Respected Southeast Asian history scholar, Michael Vickery, dies

Michael Vickery. facebook.com/mimi.saeju

With the death of Michael Vickery in Battambang, Cambodia last Thursday, Southeast Asian history lost a giant.

American by birth, Vickery trained as a European classicist, but became a historian of Asia. His extraordinary talent for languages, retentive memory and analytical skill made him a historian's historian.

Although his first love was Cambodia, Vickery also wrote a dozen articles on Siam that are acknowledged as major and lasting contributions.

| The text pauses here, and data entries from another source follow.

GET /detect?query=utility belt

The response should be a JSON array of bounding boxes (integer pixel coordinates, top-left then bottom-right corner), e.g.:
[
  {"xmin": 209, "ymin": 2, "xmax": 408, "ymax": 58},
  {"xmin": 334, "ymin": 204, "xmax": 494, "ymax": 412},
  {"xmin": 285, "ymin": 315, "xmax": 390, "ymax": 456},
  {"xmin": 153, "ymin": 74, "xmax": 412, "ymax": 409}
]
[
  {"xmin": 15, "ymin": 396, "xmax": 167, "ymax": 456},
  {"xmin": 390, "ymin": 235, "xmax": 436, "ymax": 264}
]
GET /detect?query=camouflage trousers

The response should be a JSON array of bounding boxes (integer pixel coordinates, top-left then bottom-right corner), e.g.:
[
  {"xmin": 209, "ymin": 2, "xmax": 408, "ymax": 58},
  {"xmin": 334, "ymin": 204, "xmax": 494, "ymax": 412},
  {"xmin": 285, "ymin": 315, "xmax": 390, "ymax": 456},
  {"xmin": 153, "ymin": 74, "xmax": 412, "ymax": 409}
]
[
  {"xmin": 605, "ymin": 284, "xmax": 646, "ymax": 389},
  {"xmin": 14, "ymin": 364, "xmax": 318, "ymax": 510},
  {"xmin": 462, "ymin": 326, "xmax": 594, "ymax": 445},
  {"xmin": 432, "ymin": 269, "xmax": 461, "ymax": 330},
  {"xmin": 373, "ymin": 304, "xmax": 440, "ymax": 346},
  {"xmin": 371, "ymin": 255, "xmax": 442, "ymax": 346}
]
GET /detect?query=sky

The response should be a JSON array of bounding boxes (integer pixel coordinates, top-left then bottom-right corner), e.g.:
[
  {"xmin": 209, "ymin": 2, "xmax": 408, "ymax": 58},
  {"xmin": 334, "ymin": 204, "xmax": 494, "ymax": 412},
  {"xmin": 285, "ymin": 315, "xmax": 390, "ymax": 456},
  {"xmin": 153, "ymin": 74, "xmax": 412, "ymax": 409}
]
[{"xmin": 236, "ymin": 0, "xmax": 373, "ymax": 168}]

He was fascinated by chronicles, by the problems of untangling dates, by words, by the importance of royal and official titles, and by old administrative structures.

In 1971, he came across a manuscript in the Thailand National Library and realised it was part of a lost chronicle, the only one found within the last century. He translated the text and explained its content, revealing new aspects of relations between Siam and Cambodia in the 15th century. The Thai historian, Nidhi Eoseewong, suggested this discovered chronicle should be named the "Vickery Chronicle" in his honour.

He wrote a series of articles on the Three Seals Code, the collection of old law texts compiled in 1805. He showed that the dates on these texts were often wrong, but the royal titles provided an alternative guide to dating. He used these law texts to map the administrative structure of the Ayutthaya kingdom. Another set of articles urged scholars to be more sceptical about the dating of the Traibumikatha, the Three Worlds cosmology attributed to King Lithai of Sukhothai.

Around 1990, he joined the group of scholars that challenged the authenticity of the Ramkhamhaeng Inscription from Sukhothai, provoking a controversy that inspired new interest in Thai history. He liked nothing better than a good argument.

Except when he was advising the Khmer Rouge Tribunal defence or teaching in Phnom Penh, Vickery spent much of his later life in Chiang Mai, and produced another batch of articles on the Lanna chronicles, Si Satchanalai kilns and related subjects. His range was very wide. He also wrote on regional elites in 19th century Siam.

The rigour, depth and discipline of his work became legendary. He was sometimes merciless with colleagues who failed his standards, but loved to lend his expertise to students and scholars who shared his enthusiasm. He will be sadly missed, but his work will live on.